2. Development of the Sensory Assessment for Neurodevelopmental Disorders.

Dr. Siper is the co-developer of the Sensory Assessment for Neurodevelopmental Disorders (SAND), a sensory observation and corresponding caregiver interview measuring sensory symptoms commonly observed in individuals with NDDs. The SAND quantifies sensory reactivity as described by the Diagnostic and Statistical Manual of Mental Disorders, 5^th Edition (DSM-5). The SAND is appropriate for use in individuals of all levels of functioning. A scoring algorithm captures sensory hyperreactivity, hyporeactivity, and seeking behavior across visual, auditory and tactile domains.

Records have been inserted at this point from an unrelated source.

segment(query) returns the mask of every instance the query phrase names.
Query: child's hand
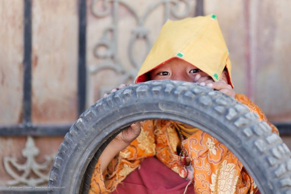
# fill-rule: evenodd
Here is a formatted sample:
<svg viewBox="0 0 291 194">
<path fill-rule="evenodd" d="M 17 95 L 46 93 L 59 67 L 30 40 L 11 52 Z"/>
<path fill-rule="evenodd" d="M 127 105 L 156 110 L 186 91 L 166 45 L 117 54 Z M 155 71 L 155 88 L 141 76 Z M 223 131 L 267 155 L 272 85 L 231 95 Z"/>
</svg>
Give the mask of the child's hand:
<svg viewBox="0 0 291 194">
<path fill-rule="evenodd" d="M 195 77 L 194 82 L 199 84 L 200 86 L 205 86 L 207 87 L 217 90 L 231 97 L 234 97 L 235 93 L 231 86 L 227 83 L 224 74 L 222 74 L 218 82 L 214 82 L 210 76 L 201 76 L 197 74 Z"/>
<path fill-rule="evenodd" d="M 124 145 L 125 148 L 139 135 L 141 131 L 140 122 L 137 122 L 131 124 L 126 129 L 123 130 L 115 137 L 114 140 Z"/>
</svg>

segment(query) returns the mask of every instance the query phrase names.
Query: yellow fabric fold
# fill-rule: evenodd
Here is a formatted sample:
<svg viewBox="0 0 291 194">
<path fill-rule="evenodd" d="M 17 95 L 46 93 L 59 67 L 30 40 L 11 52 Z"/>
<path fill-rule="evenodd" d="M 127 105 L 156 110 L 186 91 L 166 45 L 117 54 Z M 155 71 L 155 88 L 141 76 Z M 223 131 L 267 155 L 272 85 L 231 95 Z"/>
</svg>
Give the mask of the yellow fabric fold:
<svg viewBox="0 0 291 194">
<path fill-rule="evenodd" d="M 174 30 L 173 30 L 174 29 Z M 135 83 L 148 81 L 146 73 L 173 58 L 196 66 L 218 81 L 226 66 L 229 83 L 231 64 L 228 50 L 214 15 L 169 20 L 138 72 Z"/>
</svg>

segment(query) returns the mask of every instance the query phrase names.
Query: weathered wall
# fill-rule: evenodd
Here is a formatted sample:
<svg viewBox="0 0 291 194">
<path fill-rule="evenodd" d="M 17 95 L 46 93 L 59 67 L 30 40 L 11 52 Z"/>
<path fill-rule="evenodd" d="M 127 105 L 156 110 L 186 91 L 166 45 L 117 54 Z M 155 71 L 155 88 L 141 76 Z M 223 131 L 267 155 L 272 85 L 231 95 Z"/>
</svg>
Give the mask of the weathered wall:
<svg viewBox="0 0 291 194">
<path fill-rule="evenodd" d="M 23 2 L 0 0 L 0 123 L 21 122 L 22 61 L 23 60 Z"/>
</svg>

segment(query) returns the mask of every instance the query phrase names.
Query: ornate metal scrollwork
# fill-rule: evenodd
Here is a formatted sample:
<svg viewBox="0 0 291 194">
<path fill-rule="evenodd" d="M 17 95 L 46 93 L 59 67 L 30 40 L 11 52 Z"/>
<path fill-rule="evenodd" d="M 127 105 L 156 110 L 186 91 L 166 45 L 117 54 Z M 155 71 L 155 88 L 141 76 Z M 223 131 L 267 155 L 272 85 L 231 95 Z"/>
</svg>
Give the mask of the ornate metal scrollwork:
<svg viewBox="0 0 291 194">
<path fill-rule="evenodd" d="M 164 23 L 172 15 L 176 18 L 180 19 L 193 15 L 191 11 L 191 0 L 159 0 L 155 1 L 145 9 L 144 14 L 139 16 L 136 11 L 129 3 L 125 0 L 93 0 L 91 4 L 91 10 L 92 14 L 96 17 L 100 18 L 110 15 L 112 16 L 112 23 L 106 27 L 103 31 L 101 38 L 97 43 L 94 53 L 95 57 L 98 59 L 102 59 L 103 61 L 96 66 L 90 65 L 88 71 L 88 77 L 90 77 L 101 71 L 110 70 L 116 74 L 121 76 L 119 83 L 125 83 L 126 81 L 132 80 L 136 76 L 137 70 L 141 65 L 138 61 L 143 61 L 145 58 L 146 54 L 148 52 L 152 44 L 149 38 L 149 29 L 145 27 L 145 21 L 150 14 L 160 6 L 163 6 L 164 12 L 163 17 Z M 97 5 L 102 4 L 103 9 L 98 10 Z M 184 4 L 184 9 L 181 11 L 179 9 L 181 4 Z M 125 7 L 130 12 L 136 21 L 136 26 L 132 30 L 129 38 L 129 43 L 128 47 L 128 57 L 131 65 L 131 69 L 127 69 L 122 62 L 119 61 L 117 57 L 117 24 L 118 23 L 118 9 L 120 6 Z M 100 7 L 99 7 L 100 8 Z M 145 41 L 146 45 L 146 53 L 143 55 L 143 59 L 138 60 L 136 57 L 133 54 L 133 47 L 134 44 L 137 40 Z M 100 49 L 103 48 L 103 52 Z M 105 48 L 105 51 L 104 51 Z M 92 64 L 91 64 L 92 65 Z M 127 68 L 127 69 L 128 69 Z M 88 87 L 90 87 L 90 81 L 88 80 Z M 87 97 L 89 98 L 92 96 L 92 88 L 89 88 L 87 91 L 89 94 Z M 109 90 L 110 89 L 107 89 Z M 101 95 L 102 92 L 106 91 L 104 87 L 100 87 Z M 87 100 L 89 103 L 92 100 Z"/>
<path fill-rule="evenodd" d="M 36 186 L 48 182 L 49 172 L 44 174 L 43 171 L 47 171 L 52 163 L 53 157 L 45 156 L 45 162 L 42 164 L 38 163 L 35 159 L 39 154 L 39 150 L 35 146 L 33 139 L 27 137 L 25 147 L 21 151 L 22 155 L 26 158 L 24 164 L 17 163 L 17 159 L 15 157 L 5 157 L 3 159 L 4 168 L 7 173 L 13 178 L 13 180 L 8 181 L 6 183 L 8 186 L 25 185 L 29 186 Z M 22 172 L 21 175 L 15 172 Z M 32 176 L 32 175 L 34 174 Z M 34 178 L 36 176 L 37 178 Z"/>
</svg>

The SAND was recently licensed to Stoelting, Co. and is expected to become available in early 2021.

Our lab also has an active collaboration with Mount Sinai’s Neonatal Intensive Care Unit (NICU) Follow-up Program to develop and validate an infant/toddler version of the SAND. The follow-up program follows all NICU graduates from birth to 24 months. Sensory processing difficulties represent one of the earliest clinically observable predictors of a neurodevelopmental disorder (NDD). Our long-term goal is to establish methods for early detection of potentially modifiable sensory processing differences that may be future predictors of an NDD. To date we have established the feasibility of SAND administration on a cohort of infants presenting to the NICU follow-up clinic as young as 6 months of age.

3. Comprehensive clinical characterization of individuals with idiopathic and single-gene neurodevelopmental disorders.

Our lab focuses on the development and implementation of in-depth phenotyping protocols using standardized measures of cognition, ASD symptoms, sensory reactivity, expressive and receptive language, fine and gross motor skills, visual-motor integration, and associated psychiatric symptoms. We develop neuropsychological testing batteries for a variety of research protocols for individuals presenting to the Center’s Rare Disease Program.